Bill sponsor and House Majority Leader Eric Cantor (R-Va.) contends the plan would stimulate growth by giving small companies the cash to expand their payroll. The bill “will put more revenues, more money into the hands of small-business owners so that they can reinvest those funds to retain and create more jobs and to grow their business,” he said Wednesday.
Under the proposal, companies would take the deduction after they’ve taken all their other tax credits, unless they would save less by taking a 20% deduction on their annual domestic business income. Businesses would be allowed to save up to half of what they pay in W-2 wages.
It remains to be seen whether the proposal could pass the Senate and President Obama’s desk in a campaign year. In many ways, the bill contrasts with the President’s corporate tax reform plan, which proposed eliminating many tax breaks and lowering the overall corporate-tax rate from 35% to 28%.

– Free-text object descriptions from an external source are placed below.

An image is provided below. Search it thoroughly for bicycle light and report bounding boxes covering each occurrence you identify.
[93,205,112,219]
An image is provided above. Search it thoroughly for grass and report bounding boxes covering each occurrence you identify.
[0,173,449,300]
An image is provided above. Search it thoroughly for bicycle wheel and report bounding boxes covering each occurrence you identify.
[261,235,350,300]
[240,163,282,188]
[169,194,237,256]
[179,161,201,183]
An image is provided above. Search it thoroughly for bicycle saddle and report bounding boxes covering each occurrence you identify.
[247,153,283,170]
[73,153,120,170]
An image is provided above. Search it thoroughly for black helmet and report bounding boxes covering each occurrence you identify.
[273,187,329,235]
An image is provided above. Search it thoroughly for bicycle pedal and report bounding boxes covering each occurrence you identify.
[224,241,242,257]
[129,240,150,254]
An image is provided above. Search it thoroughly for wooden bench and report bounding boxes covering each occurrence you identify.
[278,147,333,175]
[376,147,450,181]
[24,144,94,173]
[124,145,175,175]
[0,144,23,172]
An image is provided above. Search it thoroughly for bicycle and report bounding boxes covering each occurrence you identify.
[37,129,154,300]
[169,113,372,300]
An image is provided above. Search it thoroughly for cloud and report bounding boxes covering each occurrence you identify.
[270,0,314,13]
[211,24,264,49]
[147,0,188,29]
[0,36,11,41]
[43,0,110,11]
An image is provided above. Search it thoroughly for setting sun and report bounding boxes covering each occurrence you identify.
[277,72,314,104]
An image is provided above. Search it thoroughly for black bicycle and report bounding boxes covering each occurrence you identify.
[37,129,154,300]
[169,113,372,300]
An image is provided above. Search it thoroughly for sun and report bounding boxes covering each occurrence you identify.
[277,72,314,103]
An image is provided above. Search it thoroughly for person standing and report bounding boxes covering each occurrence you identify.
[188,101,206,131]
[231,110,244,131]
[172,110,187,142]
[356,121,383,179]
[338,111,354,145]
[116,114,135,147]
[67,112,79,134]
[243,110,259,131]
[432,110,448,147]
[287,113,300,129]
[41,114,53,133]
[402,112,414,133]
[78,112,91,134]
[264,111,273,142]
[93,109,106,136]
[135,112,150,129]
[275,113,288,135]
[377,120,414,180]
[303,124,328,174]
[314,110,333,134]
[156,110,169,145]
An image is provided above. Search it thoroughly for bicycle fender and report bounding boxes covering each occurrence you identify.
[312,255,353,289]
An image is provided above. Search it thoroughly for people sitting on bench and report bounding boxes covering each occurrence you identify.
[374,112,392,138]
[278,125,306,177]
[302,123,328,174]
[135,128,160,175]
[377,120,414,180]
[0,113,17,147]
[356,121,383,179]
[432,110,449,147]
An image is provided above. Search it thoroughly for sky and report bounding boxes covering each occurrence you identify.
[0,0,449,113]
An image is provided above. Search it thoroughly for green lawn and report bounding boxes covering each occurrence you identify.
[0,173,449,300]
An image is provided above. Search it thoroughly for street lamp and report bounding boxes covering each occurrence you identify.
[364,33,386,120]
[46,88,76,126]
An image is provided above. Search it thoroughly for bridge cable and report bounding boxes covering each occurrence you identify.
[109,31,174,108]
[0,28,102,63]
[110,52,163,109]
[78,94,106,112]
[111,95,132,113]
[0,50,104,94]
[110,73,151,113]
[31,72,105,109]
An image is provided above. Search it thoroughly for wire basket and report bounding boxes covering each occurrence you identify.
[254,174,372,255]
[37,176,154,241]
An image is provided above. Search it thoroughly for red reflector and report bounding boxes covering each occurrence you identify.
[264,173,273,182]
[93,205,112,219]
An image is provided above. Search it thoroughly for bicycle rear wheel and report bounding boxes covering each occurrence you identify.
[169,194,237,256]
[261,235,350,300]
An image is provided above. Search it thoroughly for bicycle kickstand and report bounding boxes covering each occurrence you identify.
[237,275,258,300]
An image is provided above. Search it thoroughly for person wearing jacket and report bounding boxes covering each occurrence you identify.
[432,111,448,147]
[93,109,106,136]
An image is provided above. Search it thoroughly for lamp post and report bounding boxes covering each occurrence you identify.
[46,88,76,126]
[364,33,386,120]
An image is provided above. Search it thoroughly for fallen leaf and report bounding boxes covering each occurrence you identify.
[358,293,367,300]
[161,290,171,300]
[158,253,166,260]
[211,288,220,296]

But in other ways, the bill may actually dovetail with the President’s push to strengthen American manufacturing through tax policy, says Dean Zerbe, national managing director at alliantgroup and former tax counsel to the Senate Finance Committee. By setting the maximum at 499 employees, the proposal could bolster manufacturing by going beyond more-limited definitions of a small business, he says. “What I see too often is that policy makers have a far-too-tight definition of small businesses,” says Zerbe. This plan’s size limit would provide cash for the companies that are most likely to grow and hire, such as small manufacturers that have dozens, or even hundreds of employees, he says.
Indeed, Democrats and Republicans may be able to find common ground in their shared efforts to cut taxes on businesses, including manufacturers, Zerbe says: “The parties are at least within spitting distance of each other. You had the President talking earlier this year about a tax for businesses with the payroll employment tax, and now you have Republicans coming out with their proposal to help businesses. Clearly, both parties are interested in talking about business tax breaks.”
The gap may be bridgeable, but it’s unclear whether or not the two sides will see the similarities — or choose to collaborate, says Zerbe. “I’m afraid at the moment that it’s probably more of a policy exercise,” he says.
The bill may also see some opposition because it would be yet another temporary tax cut, says Grafton Willey, managing director at CBIZ Tofias, a tax-consulting firm.
A 20% deduction, even if temporary, would help small businesses boost their cash flow, Willey admits. But he says business owners are more interested in consistent, clear tax policy than in short-term breaks. “What small businesses and the economy really need is some long-term, consistent tax policy that will allow businesses to plan,” Willey says. “The quick temporary fixes do not motivate behavior the way that politicians think they do.”
The House plans to vote on the bill in mid-April.